EDITORIAL
NWR Issue 86Apparitions
While the mayhem of a busy desk may indicate otherwise, something is starting to take shape. For here, before me, are the first proofs. Ah, proofs! Was there ever a more exacting and inexact definition for it? One thing I learned first to tolerate about this job - and then to love - is the provisional. As little gods we'd style ourselves, us editors. We imagine, we commission. We seek to define, place limits, impose vision. And yet. The deadlines arrive. The magazine is surely and purposefully brought together over the weeks. On the screen, in the grid before us, the words assume their provisional position on the virtual, raw pages. The designer works her magic. The words return, almost - but not quite - fixed. On paper. Proof of some kind. Proofs. And there they wait for us to join them. Our propositions now duly laid to waste, this is where the excitement and vitality of the enterprise truly comes into its own. It has taken me some time but, like most editors, I imagine, I've learned to be in it for the discovery, not the predetermined. Beyond that, what else is there?
Several editions ago,
New Welsh Review dispensed with its themed issues. I'd decided that the time was right for a fresh approach. I was looking to embrace an eclectic and ranging sensibility. And I hope readers have enjoyed these new directions. What proved wholly unexpected to me was how keenly a sense of connectedness has continually asserted itself. Again, I read through an issue and am struck by the insistent thematic patternings, echoes and ghostings (of the welcome kind) in these pages. Synchronicity?

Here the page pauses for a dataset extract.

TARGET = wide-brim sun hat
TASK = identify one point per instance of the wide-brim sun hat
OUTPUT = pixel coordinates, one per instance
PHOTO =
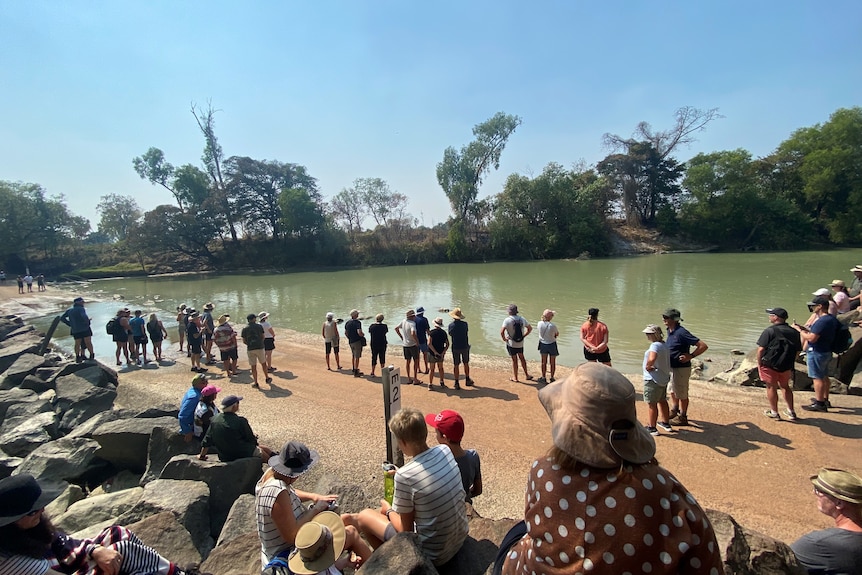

Well, if you believe in that sort of thing. Or the impulse to an order that keeps me - us - clear of the chaos? Almost certainly there must be an element of that somewhere. Or, even, serendipity? Well, I'd like to think as much.
But here, in these proofs, whatever the cause may or may not be, I find its perfect expression. For winter, a
New Welsh Review that's inhabited by apparitions of the figurative and quite literal variety. A collision of the past and the present. A procession of provisionals. An integrity that insists on itself, despite - or, perhaps, indirectly, because of - my careful planning.